Литература Святой Руси (стр. 4 из 7)

Аввакум — не писатель в общепринятом “профессиональном” значении слова, писательство для него — необходимое средство борьбы. “По нужде ворчу, — писал он, — понеже докучают. А как бы не спрашивали, я бы и молчал больше”. Но в этом “ворчании” — какой художник слова! Какое богатство жизненно психологических связей протопопа с миром (царь Алексей Михайлович, патриарх Никон, боярин Ртищев, Симеон Полоцкий, боярыня Морозова, воевода Пашков, священники, паства и т. д.), и какая, иногда в нескольких словах, изобразительная сила в показе человеческих характеров, какое разнообразие интонаций (от язвительной по отношению к Никону до задушевной — с женой Марковной)! И совершенно уникальный, “природно русский”, разговорный народный язык (“принципиально непереводимый” на европейские языки, по Достоевскому).

Религиозно-церковное сознание Аввакума, при всей своей догматичности, насыщено, драматизировано “страстьми”, переживаниями, которые вносят в познание им сущего элемент сердечного всеведения (подобно тому как для его современника Паскаля только с “болью сердца” достигается полнота истины). Обличитель “отступнической блудни”, готовый “перепластать на четверти” никониан (хотя сам отвергает жестокость в делах веры: “Мой Христос не приказал нашим апостолам так учить, еже бы огнем, да кнутом, да вислицею в веру приводить”), Аввакум как христианин и страдает и сострадает, он испытывает “печаль”, ему “горько зело”, он “плачет” за людей, ему их жаль и т. д. В религиозном опыте Аввакума и в самой судьбе его выразилось то предощущение катастрофичности бытия, которое будет постоянно сопровождать историю России вплоть до настоящего времени.

Второй раскол ожидал Россию при сыне царя Алексея Михайловича — Петре I, реформы которого раскололи нацию на европеизированный образованный слой и народную массу.
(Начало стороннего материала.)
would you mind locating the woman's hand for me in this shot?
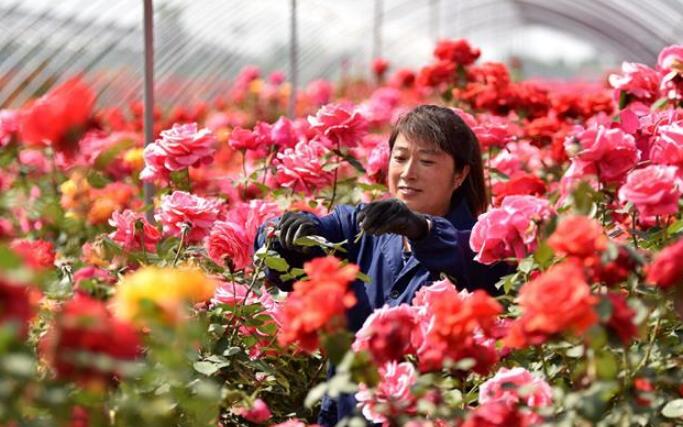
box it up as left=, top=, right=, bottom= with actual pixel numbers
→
left=276, top=211, right=320, bottom=252
left=358, top=199, right=429, bottom=240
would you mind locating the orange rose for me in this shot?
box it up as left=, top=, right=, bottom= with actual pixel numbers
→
left=506, top=261, right=598, bottom=348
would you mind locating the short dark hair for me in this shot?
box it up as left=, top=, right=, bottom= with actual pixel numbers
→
left=388, top=104, right=488, bottom=216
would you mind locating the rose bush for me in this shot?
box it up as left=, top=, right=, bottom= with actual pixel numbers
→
left=1, top=39, right=683, bottom=427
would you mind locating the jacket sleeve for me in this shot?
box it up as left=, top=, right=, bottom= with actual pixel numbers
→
left=253, top=205, right=361, bottom=292
left=409, top=215, right=511, bottom=295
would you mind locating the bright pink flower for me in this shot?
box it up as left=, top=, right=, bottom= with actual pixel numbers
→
left=353, top=304, right=420, bottom=365
left=305, top=79, right=334, bottom=106
left=0, top=109, right=19, bottom=147
left=470, top=195, right=554, bottom=265
left=206, top=220, right=251, bottom=270
left=472, top=114, right=513, bottom=149
left=479, top=367, right=552, bottom=408
left=18, top=149, right=50, bottom=173
left=159, top=122, right=216, bottom=169
left=269, top=70, right=286, bottom=85
left=618, top=165, right=681, bottom=219
left=355, top=361, right=417, bottom=424
left=10, top=239, right=55, bottom=270
left=271, top=116, right=299, bottom=148
left=206, top=200, right=280, bottom=270
left=274, top=140, right=333, bottom=194
left=139, top=142, right=170, bottom=182
left=140, top=123, right=216, bottom=182
left=567, top=125, right=639, bottom=183
left=366, top=142, right=390, bottom=180
left=657, top=44, right=683, bottom=100
left=108, top=209, right=161, bottom=253
left=608, top=62, right=660, bottom=101
left=358, top=88, right=402, bottom=127
left=650, top=121, right=683, bottom=169
left=491, top=141, right=543, bottom=178
left=156, top=191, right=221, bottom=243
left=228, top=127, right=259, bottom=151
left=212, top=281, right=260, bottom=306
left=233, top=398, right=272, bottom=424
left=309, top=103, right=369, bottom=148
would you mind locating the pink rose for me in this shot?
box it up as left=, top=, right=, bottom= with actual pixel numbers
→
left=472, top=114, right=513, bottom=149
left=108, top=209, right=161, bottom=253
left=139, top=142, right=170, bottom=182
left=567, top=125, right=639, bottom=183
left=233, top=398, right=272, bottom=424
left=479, top=367, right=553, bottom=408
left=271, top=116, right=299, bottom=148
left=140, top=123, right=216, bottom=181
left=355, top=361, right=417, bottom=424
left=657, top=44, right=683, bottom=100
left=156, top=191, right=220, bottom=243
left=212, top=281, right=259, bottom=306
left=353, top=304, right=420, bottom=365
left=305, top=79, right=333, bottom=106
left=0, top=109, right=19, bottom=147
left=274, top=140, right=333, bottom=194
left=206, top=220, right=251, bottom=270
left=206, top=200, right=280, bottom=271
left=308, top=103, right=368, bottom=148
left=608, top=62, right=660, bottom=101
left=491, top=141, right=543, bottom=178
left=470, top=195, right=554, bottom=265
left=650, top=121, right=683, bottom=170
left=618, top=165, right=681, bottom=219
left=357, top=88, right=402, bottom=127
left=228, top=127, right=259, bottom=151
left=366, top=142, right=389, bottom=180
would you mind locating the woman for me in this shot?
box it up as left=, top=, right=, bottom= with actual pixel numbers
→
left=256, top=105, right=509, bottom=425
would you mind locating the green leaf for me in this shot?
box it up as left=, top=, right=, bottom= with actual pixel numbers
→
left=662, top=399, right=683, bottom=418
left=86, top=170, right=111, bottom=189
left=193, top=361, right=219, bottom=376
left=533, top=243, right=554, bottom=269
left=321, top=331, right=353, bottom=366
left=0, top=245, right=22, bottom=270
left=668, top=219, right=683, bottom=235
left=356, top=272, right=371, bottom=284
left=490, top=168, right=510, bottom=182
left=518, top=257, right=535, bottom=274
left=264, top=255, right=289, bottom=272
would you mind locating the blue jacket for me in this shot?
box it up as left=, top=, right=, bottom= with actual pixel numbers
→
left=255, top=196, right=509, bottom=426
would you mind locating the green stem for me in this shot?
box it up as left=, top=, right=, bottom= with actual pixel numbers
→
left=172, top=225, right=189, bottom=267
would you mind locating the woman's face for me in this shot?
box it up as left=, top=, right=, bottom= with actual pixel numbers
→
left=388, top=133, right=469, bottom=216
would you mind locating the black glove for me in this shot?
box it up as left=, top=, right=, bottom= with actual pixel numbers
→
left=357, top=199, right=429, bottom=241
left=276, top=211, right=319, bottom=252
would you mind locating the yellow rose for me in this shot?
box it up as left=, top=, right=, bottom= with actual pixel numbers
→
left=112, top=266, right=216, bottom=326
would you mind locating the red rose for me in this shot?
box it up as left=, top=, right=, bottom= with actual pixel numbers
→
left=19, top=77, right=95, bottom=153
left=308, top=103, right=368, bottom=148
left=0, top=279, right=40, bottom=338
left=433, top=39, right=480, bottom=66
left=492, top=173, right=547, bottom=206
left=9, top=239, right=55, bottom=270
left=604, top=292, right=638, bottom=345
left=372, top=58, right=390, bottom=78
left=39, top=294, right=141, bottom=386
left=417, top=60, right=456, bottom=88
left=645, top=239, right=683, bottom=289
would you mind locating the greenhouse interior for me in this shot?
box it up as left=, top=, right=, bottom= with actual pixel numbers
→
left=1, top=0, right=683, bottom=426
Петровские реформы стали предметом длительного исторического спора между их сторонниками и противниками. Но даже и славянофилы, которых западники необоснованно обвиняют в огульном отрицании этих реформ, в действительности признавали их историческую необходимость, целесообразность, как освобождение, по словам К. С. Аксакова, от “исключительной национальности”, как выход в мир, в активные взаимоотношения с Европой, что позволило русскому народу полнее реализовать свои потенциальные духовные силы, утверждать свое призвание в мире. Но при этом славянофилы не принимали таких радикальных реальностей петровских реформ, как разрыв с духовно-культурным наследием Древней Руси, с многовековыми народными, культурными традициями. Неблагоприятные последствия имели церковные преобразования. Петр покончил с патриаршеством, в 1721 был учрежден Святейший синод, что привело к полнейшей зависимости церкви от государства, к обмирщению церковной власти.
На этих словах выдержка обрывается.